Does my approach make sense? CNN-LSTM


I am working with sequences that I dont have sufficient data of it. I aim to train a model to perform binary classification on 30s-long sequences. However, I have sufficient 10s-long sequences.
As, a result I have used scalogram to train a CNN, which performed quite well on the 10s data.
Then, I have divided the 30s dta to 3x10s data and extracted features using the trained CNN. Then by keeping the CNN parameters frozen I have trained the LSTM of the CNN-LSTM architecture.

Does it make sense to perform well?
My intuitition is that since I am extracting the features on the 30s image using the CNN trained on the 10s sequences I will be able to train the LSTM and then use the CNN-LSTM model to classify the 30s sequences.
I couldnt find any reference about this for 1d-sequences (this idea was inspired by the Human Action Recognition projects)

PS: when I trained once it performed poorly. Then I retrained it and though for training the loss and accuracy was approximately constant, in validation/testing accuracy (mean accuaracy went from 15% to 83%) was improving a lot and the loss was decreasing slightly (0.69 to 0.51). This is about binary classification

Thank you.

There’s is no principle reason not to train a pure LSTM on 10s input and predict the output for 30s inputs.

Have you tried how such a baseline model does perform?

Do you mean 30s video sequences?

If so, have you considered just taking the baseline CNN outputs and sending them through self attention before the final output layer?

Were you having size issues with the 30s vs 10s?

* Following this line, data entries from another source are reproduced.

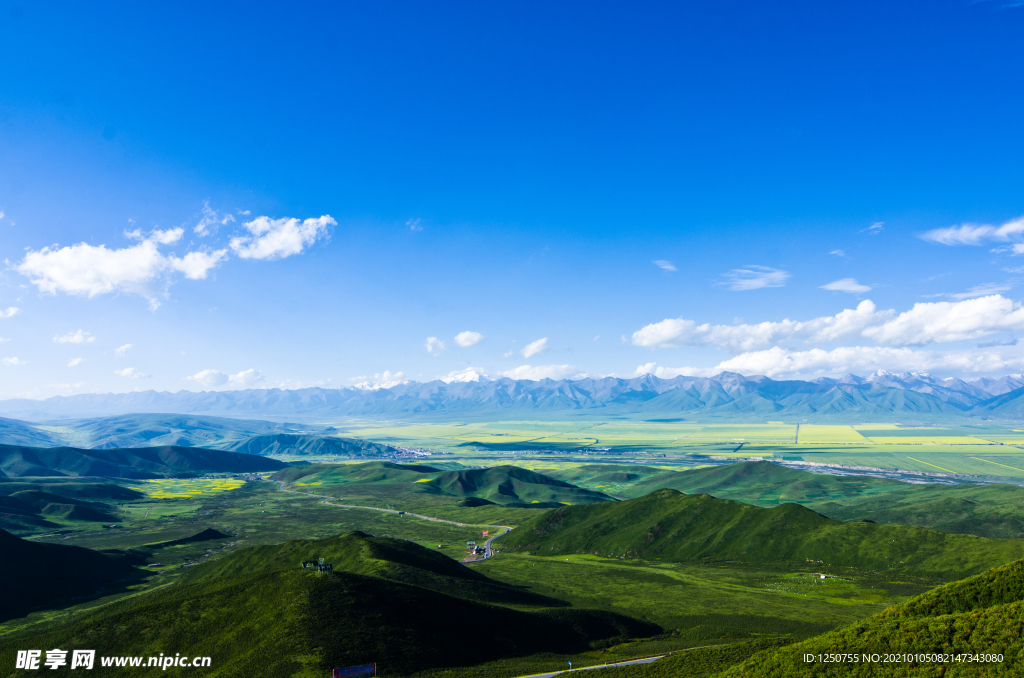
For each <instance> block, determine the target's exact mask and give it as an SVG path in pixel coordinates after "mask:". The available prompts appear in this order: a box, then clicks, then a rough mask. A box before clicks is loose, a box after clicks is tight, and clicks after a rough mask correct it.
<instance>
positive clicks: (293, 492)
mask: <svg viewBox="0 0 1024 678" xmlns="http://www.w3.org/2000/svg"><path fill="white" fill-rule="evenodd" d="M278 482H280V483H281V491H282V492H290V493H292V494H295V495H305V496H306V497H312V498H313V499H319V500H321V501H323V502H324V503H325V504H327V505H328V506H337V507H339V508H358V509H366V510H368V511H380V512H381V513H401V514H402V515H411V516H413V517H414V518H420V519H422V520H433V521H434V522H446V523H449V524H451V525H459V526H460V527H501V528H502V529H504V531H505V532H503V533H502V534H501V535H495V536H494V537H492V538H490V539H488V540H487V542H486V543H485V544H484V545H483V548H484V549H485V552H484V554H483V557H482V558H477V559H476V560H470V561H468V562H480V561H481V560H486V559H487V558H490V557H492V556H494V551H493V550H492V548H490V542H493V541H495V540H496V539H498V538H499V537H501V536H503V535H507V534H508V533H509V531H511V529H512V528H511V527H509V526H508V525H488V524H477V523H473V522H458V521H456V520H445V519H444V518H435V517H433V516H430V515H420V514H419V513H410V512H409V511H399V510H397V509H382V508H377V507H376V506H356V505H354V504H335V503H334V502H329V501H328V500H327V499H325V498H324V495H313V494H310V493H308V492H299V491H298V490H285V481H284V480H278ZM464 562H466V561H464Z"/></svg>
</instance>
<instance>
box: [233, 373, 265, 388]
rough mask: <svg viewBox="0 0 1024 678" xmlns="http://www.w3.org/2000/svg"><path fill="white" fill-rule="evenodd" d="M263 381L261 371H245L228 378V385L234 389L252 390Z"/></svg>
mask: <svg viewBox="0 0 1024 678" xmlns="http://www.w3.org/2000/svg"><path fill="white" fill-rule="evenodd" d="M261 381H263V373H262V372H260V371H259V370H253V369H249V370H244V371H242V372H239V373H236V374H232V375H231V376H229V377H228V378H227V383H228V384H230V385H231V386H233V387H234V388H252V386H253V384H256V383H259V382H261Z"/></svg>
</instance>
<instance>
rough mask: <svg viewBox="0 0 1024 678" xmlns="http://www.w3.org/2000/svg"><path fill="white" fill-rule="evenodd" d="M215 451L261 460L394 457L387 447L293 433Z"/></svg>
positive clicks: (384, 446) (228, 441)
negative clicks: (299, 456)
mask: <svg viewBox="0 0 1024 678" xmlns="http://www.w3.org/2000/svg"><path fill="white" fill-rule="evenodd" d="M214 447H216V448H217V449H219V450H228V451H230V452H241V453H244V454H247V455H263V456H268V455H293V456H316V457H328V456H332V457H379V456H382V455H388V454H393V453H394V449H393V448H391V447H389V446H386V444H381V443H379V442H371V441H370V440H362V439H359V438H343V437H338V436H334V435H301V434H296V433H269V434H265V435H254V436H251V437H247V438H243V439H241V440H228V441H225V442H221V443H219V444H217V446H214Z"/></svg>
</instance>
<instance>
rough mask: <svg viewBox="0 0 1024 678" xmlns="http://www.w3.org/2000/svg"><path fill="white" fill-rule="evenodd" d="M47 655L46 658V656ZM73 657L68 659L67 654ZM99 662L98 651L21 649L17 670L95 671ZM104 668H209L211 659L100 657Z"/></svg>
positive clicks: (150, 656) (170, 657) (164, 668)
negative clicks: (96, 667)
mask: <svg viewBox="0 0 1024 678" xmlns="http://www.w3.org/2000/svg"><path fill="white" fill-rule="evenodd" d="M44 654H45V656H44ZM69 654H71V656H70V658H69V656H68V655H69ZM95 662H96V650H94V649H76V650H72V651H71V652H69V651H68V650H66V649H48V650H45V652H44V651H43V650H41V649H19V650H17V661H16V662H15V665H14V668H15V669H26V670H30V671H31V670H36V669H51V670H52V669H59V668H60V667H66V666H67V667H70V668H71V669H86V670H88V669H92V668H93V667H94V666H95ZM99 666H101V667H124V668H129V667H130V668H139V667H145V668H153V669H162V670H164V671H167V669H170V668H173V667H196V668H202V667H208V666H210V658H209V656H188V655H187V654H185V655H183V656H182V655H181V653H180V652H179V653H177V654H174V655H171V654H164V653H161V654H160V655H159V656H100V658H99Z"/></svg>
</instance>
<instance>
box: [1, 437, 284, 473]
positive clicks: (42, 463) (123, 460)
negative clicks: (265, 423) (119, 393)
mask: <svg viewBox="0 0 1024 678" xmlns="http://www.w3.org/2000/svg"><path fill="white" fill-rule="evenodd" d="M284 467H285V464H283V463H282V462H279V461H276V460H273V459H266V458H264V457H257V456H256V455H242V454H238V453H233V452H222V451H219V450H203V449H199V448H179V447H164V448H131V449H118V450H80V449H77V448H20V447H15V446H9V444H0V474H2V475H3V476H11V477H18V476H58V477H59V476H98V477H109V478H160V477H169V476H174V475H180V474H189V473H190V474H197V473H222V472H229V473H245V472H252V471H276V470H279V469H282V468H284Z"/></svg>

I am working with ECGs and unfortunately I have very few examples of well labelled 30s ECGs and plenty of 10s well labelled ECGs.
Does the self attention allows for variable size inputs?

You could pad the 10s clips with zeros on the front and back so that 2/3s is sent into the model as zeros. Then just randomly mask the front and back of the 30s clips so they also have 2/3s going in as zeros, but the input size is the same as the 10s clips. It would have the same effect as masking words for NLP models or blocking parts of an image for image classification models.

Self attention doesn’t change input/output size. It just helps the model to learn to selectively focus on important features and filter out the noise.

The size of the inputs should reflect what size they would normally be in real world use.

Thank you I will try it.
However I dont know how well it will perform because the disease I try to detect might be detectable for a really short period of time, thus masking too much of the 30s might not be ideal

You only mask/augment during training. On testing/validation, should use entire 30s clips.

Thank you, I will test it and let you know!

Hello, I have been working on some other tests and now I will work on the self attention. Because I have never worked with attention before, should I use a CBAM just before the last layer that performs the binary classification since I am working with CNN.
I read that the multi head attention module in pytorch is for sequences (such as NLP) and I assume the features extracted cannot be treated as sequences.

Depends on the CNN dims. For Conv1D or Conv2D, you could likely adapt the AttentionBlock found here:

For Conv3D and greater, the dot product can get too large. So you can make use of Efficient Attention, which is here:

But you’ll need to adapt it for the dims.

I am working with resnet18, so from what you suggets I should use ConvBlock just after the AdaptiveAvgPool2d(output_size=(1, 1)) before the last fully connected layer, correct ?
Also, do I need only the AttentionBlock class or the other classes as well?

There are multiple modules listed on that page. It is NOT the ConvBlock. Scroll down to line 44 class AttentionBlock.

To see how it’s used, I suggest having a look at the UNet architecture in that link. It’s used at several junctures.

Basically, any time you want to help the model focus its attention, you can call that module.

It will give you the same size out as what you put into it.

My apologies. That particular example is used on junctures of the skip connection and the main path. Here is another attention module that just takes one input, it’s called LinearAttention on line 211:

I see and should I just have it after the feature extraction layer?
Also, I found this as well Attention in image classification - #3 by AdilZouitine

That sounds like a good idea. Keep in mind, focus implies a wide range of view to choose from.

You mean that the self attention might differ depending on each scenario?

Not clear on your question. I just mean attention is best applied when there is a lot of data involved. It likely wouldn’t do anything to your final binary classification output of size 1. So earlier in the forward pass would be more appropriate.